Saturday, November 6, 2010

Voting Under Guardianship

Dear Jim Durbin, Jen Ennenbach, Ed Martin, and anyone else who believes those under court-ordered guardianship cannot vote in Missouri:

That used to be true, and I suppose if you ignore case law and read the Missouri Constitution only (as you are wont to do), you'd think it were that way still.

But it isn't.

In 2006, the U.S. District Court for the Western District of Missouri said so. Sorry, but they're kinda the boss of you, guys.

In Prye v. Carnahan, the Court ruled that Missouri law did not bar wards from voting, whether under limited guardianship or full guardianship, because Missouri judges make that determination and can legally issue full guardianships while allowing the ward the right to vote. You can read the entire opinion here, but here are the highlights:
An election is undeniably an activity of a public entity, and the ADA prohibits excluding qualified individuals with disabilities from participating in a public entity's activities. (page 8)

The Court's conclusion might be different if the entire sum and substance of Missouri law dictated that any person with a legally appointed guardian - regardless of that person's abilities and limitations - could not vote. Such a situation might violate the ADA. However, this is not the entirety of Missouri law. Missouri affords an individualized determination of a person's abilities and limitations and denies the right to vote to those who lack the mental capacity to exercise that right and therefore are not qualified to do so. In short, the scheme is designed to differentiate those who are qualified to vote from those who are not, and deny the right only to those who are not. (page 10)

A full order of protection may be issued with exceptions, including an exception preserving the right to vote. A partial order of protection may also preserve the right to vote. Regardless of the option employed, the order actually issued is based on the particular circumstances of the person involved and based on an individualized assessment by a judge. (page 12)

That is why in 2008, Randolph County, Missouri Circuit resident Eric Williams was allowed to vote. Judge Cindy Suter ruled that he had the capacity to vote and was competent to do so. Just because someone cannot, say, manage his or her financial affairs does not mean he or she cannot vote.

Judges are generally reluctant to issue an order of guardianship without ample proof that it is needed, because to do so strips an individual of his or her rights. Further, judges are cautious and thoughtful when it comes to whether the ward needs full guardianship or whether he or she can still care for him- or herself with a limited guardianship.

In other words, Ed and crew, your cheap shots at the mentally disabled are just that. Cheap. Uninformed, too. I hope you will do the right thing, reverse your position, and just for good measure, apologize to the wards of Missouri who have been adjudged perfectly competent to vote.

After all, you kids love nothing more than demanding apologies.

I won't hold my breath.

1 comment:

  1. Feel free to apologize to me, personally, Ed Martin. I have a pair of kneepads here with your name on them that I can give to you. Unless of course you think that people with limited guardianship (LG) are property not people.
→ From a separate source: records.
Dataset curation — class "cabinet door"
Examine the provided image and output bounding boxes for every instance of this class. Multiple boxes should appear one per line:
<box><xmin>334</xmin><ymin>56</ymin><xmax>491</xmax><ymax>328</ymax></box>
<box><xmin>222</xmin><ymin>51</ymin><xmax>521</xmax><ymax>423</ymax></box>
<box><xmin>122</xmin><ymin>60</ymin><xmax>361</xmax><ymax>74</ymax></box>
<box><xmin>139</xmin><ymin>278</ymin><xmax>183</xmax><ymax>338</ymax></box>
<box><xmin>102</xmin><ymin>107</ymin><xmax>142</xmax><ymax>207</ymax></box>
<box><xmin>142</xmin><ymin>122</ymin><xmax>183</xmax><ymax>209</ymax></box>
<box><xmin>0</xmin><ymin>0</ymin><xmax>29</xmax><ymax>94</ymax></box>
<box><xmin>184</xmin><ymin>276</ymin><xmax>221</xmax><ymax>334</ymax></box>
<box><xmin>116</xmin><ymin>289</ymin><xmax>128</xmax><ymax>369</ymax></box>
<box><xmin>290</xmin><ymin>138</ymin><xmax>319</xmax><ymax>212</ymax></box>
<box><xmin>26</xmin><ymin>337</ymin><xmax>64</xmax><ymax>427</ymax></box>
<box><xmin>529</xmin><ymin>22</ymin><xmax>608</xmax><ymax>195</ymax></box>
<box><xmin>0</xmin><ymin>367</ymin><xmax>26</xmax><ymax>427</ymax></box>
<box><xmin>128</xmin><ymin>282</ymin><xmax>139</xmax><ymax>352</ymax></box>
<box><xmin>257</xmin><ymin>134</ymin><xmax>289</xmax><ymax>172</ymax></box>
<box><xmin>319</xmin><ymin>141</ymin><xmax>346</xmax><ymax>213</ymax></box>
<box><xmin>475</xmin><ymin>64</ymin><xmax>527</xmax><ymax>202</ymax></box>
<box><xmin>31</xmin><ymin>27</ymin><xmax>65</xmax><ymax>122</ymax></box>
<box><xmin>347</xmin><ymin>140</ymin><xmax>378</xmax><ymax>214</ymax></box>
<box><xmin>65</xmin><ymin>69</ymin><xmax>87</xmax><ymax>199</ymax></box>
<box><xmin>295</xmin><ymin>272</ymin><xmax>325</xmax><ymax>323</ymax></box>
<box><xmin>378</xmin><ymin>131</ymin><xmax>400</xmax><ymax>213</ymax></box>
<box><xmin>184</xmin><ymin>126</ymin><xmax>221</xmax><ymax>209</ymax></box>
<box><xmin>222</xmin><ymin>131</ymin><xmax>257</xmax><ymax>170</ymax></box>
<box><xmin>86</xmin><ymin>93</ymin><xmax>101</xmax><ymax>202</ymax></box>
    Adam, this is an interesting case considering that I've been voting without obstruction since 2001, of which publicly the case regarding my LG is online and public record. So, in Ed Martin's opinion, I shouldn't have voted at all in the past decade, especially during that short stint where I was a Republican supporter. (And Ed Martin wonders why I've changed my ways and became a Democratic supporter. There's your sign, Ed.)

    Out of curiosity, Adam, does my LG give employers (private or public) an excuse not to hire me? That is where I have issue with my LG being on public display on the Internet.